Multicenter clinical evaluation of VITEK® 2 meropenem-vaborbactam for susceptibility testing of
Enterobacterales
and
Pseudomonas aeruginosa
The carbapenem/beta-lactamase inhibitor (meropenem-vaborbactam; MEV) used to treat complicated urinary tract infections and pyelonephritis in adults was approved in 2017 by the U.S. Food and Drug Administration (FDA). We evaluated VITEK 2 MEV (bioMérieux, Durham, NC) compared to the reference broth microdilution (BMD) method. Of 449 Enterobacterales isolates analyzed per FDA/CLSI breakpoints, overall performance was 98.2% Essential Agreement (EA), 98.7% Category Agreement (CA), and 0% Very Major Errors (VME) or Major Errors (ME).
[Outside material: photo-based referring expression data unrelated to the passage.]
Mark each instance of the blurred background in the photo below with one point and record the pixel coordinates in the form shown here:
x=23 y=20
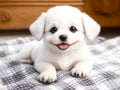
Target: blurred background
x=17 y=15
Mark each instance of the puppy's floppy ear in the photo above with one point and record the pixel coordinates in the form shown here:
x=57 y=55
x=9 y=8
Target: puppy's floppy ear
x=37 y=27
x=91 y=27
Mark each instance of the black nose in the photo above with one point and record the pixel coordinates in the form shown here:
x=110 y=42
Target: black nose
x=63 y=37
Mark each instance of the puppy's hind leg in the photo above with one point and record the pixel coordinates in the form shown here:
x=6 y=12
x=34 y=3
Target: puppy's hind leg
x=47 y=72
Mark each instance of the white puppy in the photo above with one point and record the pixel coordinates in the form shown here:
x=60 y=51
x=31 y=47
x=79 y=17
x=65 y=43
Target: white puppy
x=64 y=31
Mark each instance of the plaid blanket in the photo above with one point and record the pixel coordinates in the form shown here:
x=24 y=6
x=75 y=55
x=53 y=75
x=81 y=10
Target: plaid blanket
x=16 y=75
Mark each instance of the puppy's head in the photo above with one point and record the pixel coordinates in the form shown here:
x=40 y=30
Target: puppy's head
x=64 y=28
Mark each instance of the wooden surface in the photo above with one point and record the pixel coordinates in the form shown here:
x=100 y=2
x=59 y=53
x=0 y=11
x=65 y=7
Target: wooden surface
x=19 y=14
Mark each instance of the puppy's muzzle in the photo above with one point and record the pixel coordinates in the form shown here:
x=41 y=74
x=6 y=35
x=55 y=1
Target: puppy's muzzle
x=63 y=37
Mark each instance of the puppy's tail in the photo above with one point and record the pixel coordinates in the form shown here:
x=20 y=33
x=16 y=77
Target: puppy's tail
x=25 y=53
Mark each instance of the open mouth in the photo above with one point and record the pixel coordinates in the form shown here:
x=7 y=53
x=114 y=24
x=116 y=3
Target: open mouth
x=63 y=46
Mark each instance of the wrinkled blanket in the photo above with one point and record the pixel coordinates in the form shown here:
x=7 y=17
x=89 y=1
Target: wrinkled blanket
x=16 y=75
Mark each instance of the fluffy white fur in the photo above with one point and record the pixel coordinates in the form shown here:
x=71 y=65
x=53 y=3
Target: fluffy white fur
x=73 y=54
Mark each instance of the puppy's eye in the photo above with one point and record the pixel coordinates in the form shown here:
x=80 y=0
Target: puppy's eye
x=73 y=29
x=53 y=30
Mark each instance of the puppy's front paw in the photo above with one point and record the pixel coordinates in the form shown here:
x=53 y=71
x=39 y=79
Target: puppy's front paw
x=80 y=71
x=47 y=77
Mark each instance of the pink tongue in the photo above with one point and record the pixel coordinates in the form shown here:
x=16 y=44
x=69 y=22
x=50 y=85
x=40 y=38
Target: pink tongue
x=63 y=46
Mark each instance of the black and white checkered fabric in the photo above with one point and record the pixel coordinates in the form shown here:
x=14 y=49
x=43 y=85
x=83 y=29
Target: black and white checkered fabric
x=15 y=75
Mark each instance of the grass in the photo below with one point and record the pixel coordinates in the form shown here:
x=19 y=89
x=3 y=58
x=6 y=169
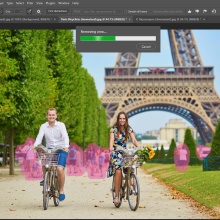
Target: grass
x=202 y=186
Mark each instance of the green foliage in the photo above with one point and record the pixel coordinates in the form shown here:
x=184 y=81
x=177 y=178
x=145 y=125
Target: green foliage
x=170 y=153
x=190 y=142
x=41 y=69
x=144 y=137
x=215 y=147
x=201 y=186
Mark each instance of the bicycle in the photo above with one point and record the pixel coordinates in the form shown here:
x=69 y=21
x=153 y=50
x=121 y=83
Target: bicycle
x=130 y=187
x=49 y=159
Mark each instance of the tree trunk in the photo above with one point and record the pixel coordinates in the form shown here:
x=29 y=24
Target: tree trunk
x=12 y=153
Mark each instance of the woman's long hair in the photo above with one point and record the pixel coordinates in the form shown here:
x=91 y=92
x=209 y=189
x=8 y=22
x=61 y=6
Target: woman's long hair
x=126 y=126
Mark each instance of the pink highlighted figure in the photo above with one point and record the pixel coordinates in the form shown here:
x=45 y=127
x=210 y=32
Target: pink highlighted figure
x=75 y=161
x=91 y=161
x=202 y=151
x=96 y=161
x=28 y=160
x=181 y=157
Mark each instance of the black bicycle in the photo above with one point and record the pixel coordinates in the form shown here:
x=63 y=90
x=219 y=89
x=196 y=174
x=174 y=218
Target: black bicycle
x=130 y=187
x=49 y=160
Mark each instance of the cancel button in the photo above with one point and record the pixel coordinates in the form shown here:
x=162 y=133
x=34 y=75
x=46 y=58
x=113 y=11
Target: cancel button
x=146 y=46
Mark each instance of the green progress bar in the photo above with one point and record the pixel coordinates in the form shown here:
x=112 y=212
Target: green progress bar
x=97 y=38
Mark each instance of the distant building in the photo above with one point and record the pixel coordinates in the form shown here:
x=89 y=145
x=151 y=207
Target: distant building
x=175 y=129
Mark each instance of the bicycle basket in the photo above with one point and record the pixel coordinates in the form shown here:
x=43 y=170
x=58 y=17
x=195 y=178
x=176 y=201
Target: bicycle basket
x=127 y=160
x=49 y=158
x=140 y=160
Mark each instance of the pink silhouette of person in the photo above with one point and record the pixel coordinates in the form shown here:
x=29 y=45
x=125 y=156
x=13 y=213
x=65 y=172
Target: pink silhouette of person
x=181 y=157
x=75 y=161
x=202 y=151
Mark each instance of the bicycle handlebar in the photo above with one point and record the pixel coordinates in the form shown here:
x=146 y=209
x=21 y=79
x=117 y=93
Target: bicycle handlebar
x=127 y=152
x=46 y=150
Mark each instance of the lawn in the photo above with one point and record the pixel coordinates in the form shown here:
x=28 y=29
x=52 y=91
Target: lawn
x=202 y=186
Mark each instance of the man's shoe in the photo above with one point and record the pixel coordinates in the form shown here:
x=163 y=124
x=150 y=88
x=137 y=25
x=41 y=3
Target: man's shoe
x=61 y=197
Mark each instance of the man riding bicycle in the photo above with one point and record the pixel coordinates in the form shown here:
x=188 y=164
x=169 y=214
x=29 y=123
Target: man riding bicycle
x=56 y=135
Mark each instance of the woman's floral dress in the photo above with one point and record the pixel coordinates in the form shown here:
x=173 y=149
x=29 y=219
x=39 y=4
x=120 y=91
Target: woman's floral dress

For FDA intended for use 438 Enterobacterales isolates, performance was 98.2% EA, 98.6% CA, and 0% VME or ME. Evaluable EA was 81.0% but with only 42 on-scale evaluable results. Individual species demonstrated EA and CA rates ≥ 90% without any VME or ME. When evaluated using European Committee on Antimicrobial Susceptibility Testing (EUCAST) breakpoints, overall VITEK 2 MEV performance for Enterobacterales and Pseudomonas aeruginosa demonstrated 97.3% EA, 99.2% CA, 2.3% VME, and 0.6% ME (after error resolution: 97.3% EA, 99.4% CA, 2.2% VME, and 0.4% ME) compared to the reference BMD method. Performance for P. aeruginosa included 92.2% EA, 97.4% CA, 0% VME, and 3.0% ME (after error resolution: 92.2% EA, 98.7% CA, 0% VME, and 1.5% ME). Performance for Enterobacterales included 98.2% EA, 99.6% CA, 3.0% VME, and 0.2% ME. Evaluable EA was 80.6% but due to only 67 evaluable results. These findings support VITEK 2 MEV as an accurate automated system for MEV susceptibility testing of Enterobacterales and P. aeruginosa and could be an alternate solution to the manual labor intensive reference BMD method.